(10 de septiembre, 2014).- El gobierno de Israel ha demostrado con sus ataques a Gaza el nulo respeto que mantiene para con los derechos humanos, aunque ésta no es la única expresión de su intolerancia cultural, pues desde 2012, han obligado a aproximadamente 7 mil ciudadanos de Eritrea y Sudán para que vuelvan a sus países por considerarlos una amenaza.
Por medio del informe “‘Hacerles la vida miserable’: Israel coacciona a solicitantes de asilo de Eritrea y Sudán para que abandonen el país”, la organización internacional Human Rights Watch (HRW) denunció la situación vivida por los habitantes de ambos países, quienes al volver a su lugar de origen son objeto de detenciones torturas, torturas e incluso se les acusa de traición a la patria por haber ingresado a Israel.
Para evitar que sudaneses y eritreos permanezcan en su país, las autoridades israelís recurren a un cansado proceso burocrático para las solicitudes de asilo, que únicamente buscan el resguardo de la ley conforme a las leyes locales y el derecho internacional.
Las autoridades por su parte, insisten en tildarlos de peligrosos e “infiltrados”, y recurren a las detenciones ilegales que sumadas a su complicado estatus migratorio, son el pretexto perfecto utilizado por Israel para forzar su salida.

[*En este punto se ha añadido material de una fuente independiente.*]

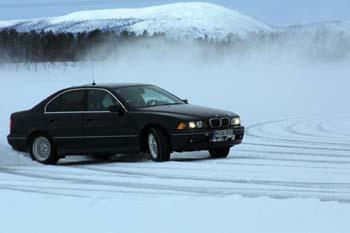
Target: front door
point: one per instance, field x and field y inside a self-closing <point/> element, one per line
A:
<point x="65" y="120"/>
<point x="106" y="131"/>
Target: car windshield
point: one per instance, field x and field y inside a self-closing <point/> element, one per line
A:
<point x="146" y="96"/>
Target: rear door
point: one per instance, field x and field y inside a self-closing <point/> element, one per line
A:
<point x="64" y="117"/>
<point x="106" y="131"/>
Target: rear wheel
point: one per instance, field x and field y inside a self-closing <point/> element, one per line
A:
<point x="43" y="150"/>
<point x="218" y="153"/>
<point x="158" y="145"/>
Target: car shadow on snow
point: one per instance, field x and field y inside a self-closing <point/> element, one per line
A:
<point x="126" y="158"/>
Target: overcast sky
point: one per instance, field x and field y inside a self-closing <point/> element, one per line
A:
<point x="275" y="12"/>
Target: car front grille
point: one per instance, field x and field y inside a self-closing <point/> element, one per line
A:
<point x="219" y="122"/>
<point x="214" y="123"/>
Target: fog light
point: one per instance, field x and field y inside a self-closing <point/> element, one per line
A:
<point x="235" y="121"/>
<point x="192" y="125"/>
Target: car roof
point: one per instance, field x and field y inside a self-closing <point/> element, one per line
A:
<point x="110" y="85"/>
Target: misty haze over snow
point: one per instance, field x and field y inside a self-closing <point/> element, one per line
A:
<point x="275" y="12"/>
<point x="290" y="86"/>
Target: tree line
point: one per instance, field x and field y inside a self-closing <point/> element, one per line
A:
<point x="47" y="46"/>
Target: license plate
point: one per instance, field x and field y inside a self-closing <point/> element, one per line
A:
<point x="222" y="135"/>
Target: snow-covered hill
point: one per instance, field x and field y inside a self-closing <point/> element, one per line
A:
<point x="179" y="20"/>
<point x="332" y="27"/>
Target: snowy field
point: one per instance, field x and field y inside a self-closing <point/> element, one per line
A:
<point x="291" y="174"/>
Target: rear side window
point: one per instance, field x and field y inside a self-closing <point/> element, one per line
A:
<point x="100" y="100"/>
<point x="72" y="101"/>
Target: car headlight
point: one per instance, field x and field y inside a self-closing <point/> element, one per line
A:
<point x="191" y="125"/>
<point x="236" y="121"/>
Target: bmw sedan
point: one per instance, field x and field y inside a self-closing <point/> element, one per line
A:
<point x="104" y="120"/>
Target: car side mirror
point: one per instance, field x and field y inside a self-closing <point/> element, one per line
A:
<point x="116" y="109"/>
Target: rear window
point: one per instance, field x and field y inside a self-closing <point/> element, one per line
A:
<point x="72" y="101"/>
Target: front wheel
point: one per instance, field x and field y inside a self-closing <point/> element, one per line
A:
<point x="43" y="150"/>
<point x="217" y="153"/>
<point x="158" y="145"/>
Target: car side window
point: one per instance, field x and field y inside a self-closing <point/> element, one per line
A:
<point x="72" y="101"/>
<point x="100" y="100"/>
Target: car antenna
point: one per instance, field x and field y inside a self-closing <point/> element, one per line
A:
<point x="93" y="72"/>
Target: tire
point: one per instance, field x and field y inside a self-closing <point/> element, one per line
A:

Gerry Simpson, investigador sénior de HRW para temas de refugiados y autor del informe, calificó de abusivas las medidas de Israel, pues desde su perspectiva aniquilan la esperanza en las personas de encontrar seguridad al acorralarlas. Sus únicas opciones, según explica, son vivir con el temor constante de que en cualquier momento irán a parar a centro de detención ubicados en el desierto, volver a su país a sufrir abusos o ser detenidos arbitrariamente.
Aproximadamente en 2006, fue que los ciudadanos de ambas naciones –vecinas al noroeste de África— comenzaron a atravesar la península del Sinaí en Egipto para llegar a territorio israelí y dejar atrás los abusos a sus derechos humanos que vivían. Pendientes de la situación, las autoridades de Israel bloquearon su frontera egipcia en diciembre de 2012, pero ya era muy tarde porque cera de 14 mil sudaneses y 37 mil eritreos se encontraban dentro.
Con el propósito de revertir la situación, las autoridades de Oriente Próximo iniciaron la aplicación de medidas restrictivas para “hacerles la vida miserable”, tal como declaró el exministro del Interior israelita Israel Eli Yishai, e “instar a los ilegales a que se vayan”, como declaró su sucesor Gideon Sa’ar, declaraciones que irremediablemente expusieron la intransigencia de su gobierno.
Entre las medidas dispuestas, se incluye la detención indefinida; impedir el acceso al sistema de asilo local; rechazar el 99.9 por ciento de las solicitudes de asilo; restricciones para recibir atención médica y políticas que impiden hallar un trabajo.
De acuerdo con HRW, desde junio de 2012 a la fecha miles de ciudadanos eritreos y sudaneses fueron arrestados indefinidamente en su intento por entrar a Israel, cuando ni siquiera habían pisado un cruce fronterizo oficial.
Posteriormente, la Corte Supresa israelita determinó la ilegalidad de dichas detenciones, aunque eso no fue impedimento para el gobierno de aquel país, pues tras unos ajustes políticos en materia de detención y enviaron a los migrantes de ambos países al llamado “Centro Residencial” de Holot, que se encuentra en los rincones del desierto de Nagev, con condiciones de vida similares a las de un régimen de detención y que a todas luces transgrede las normas internacionales sobre detenciones arbitrarias.
Para agosto del presente año, aproximadamente 2 mil sudaneses y eritreos se encontraban confinados en el centro de Holot, incluidos más de mil solicitantes de asilo, al tiempo que otros mil fueron canalizados al centro de detención de Saharonim. A su vez, los otros 41 mil migrantes están repartidos en distintas ciudades israelís donde viven con el miedo de ser detenidos.